The Beekeeper's Lament: How One Man and Half a Billion Honey Bees Help Feed America by Hannah NordhausMy rating: 4 of 5 stars
Recent headlines about the worldwide collapse of bee populations, and the impact that has on apiarists and agricultural interests here in the United States, get a full examination in this fun and extensive book.
By "full examination," I mean "full." This book goes on and on and on.
Not without merit, mind you; John Miller, the protagonist and primary source for this book, is an interesting character, and one can't help but be enthralled with the story of how a handful of large operators are fundamentally responsible for keeping flowering crops producing.
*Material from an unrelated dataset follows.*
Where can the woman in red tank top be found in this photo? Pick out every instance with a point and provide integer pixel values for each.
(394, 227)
Hanna Nordhaus' key points:
-- It is the very nature of large operations, and the profit motives that keep them operating, that are stressing bees, have essentially led to the elimination of feral bees in the United States, and drive significant annual losses that threaten bee populations.
-- There's no clear answer as to what has caused the collapse of bee colonies worldwide. It seems a combination of parasites, pesticides and year-round schedules that don't afford bees the downtime they need.
-- It's hard to make a living as a commercial apiarist. Commercial and practical pressures are plentiful; operating margins are tight.
-- There are some fascinating characters involved in the bee industry, and even more fascinating efforts afoot to preserve bees from what seems to be their perennial wont to die off en masse.
I felt this work was too long by half. It is an extraordinary piece of journalism, and had it been presented as a magazine article, I would have felt cheated. But at 291 pages, it occasionally wanders; and points which could have been made succinctly were needlessly drawn out.
That said, I'm not at all sorry for having read this, and would recommend it to anyone interested in science, nature, biographies and just good reads in general.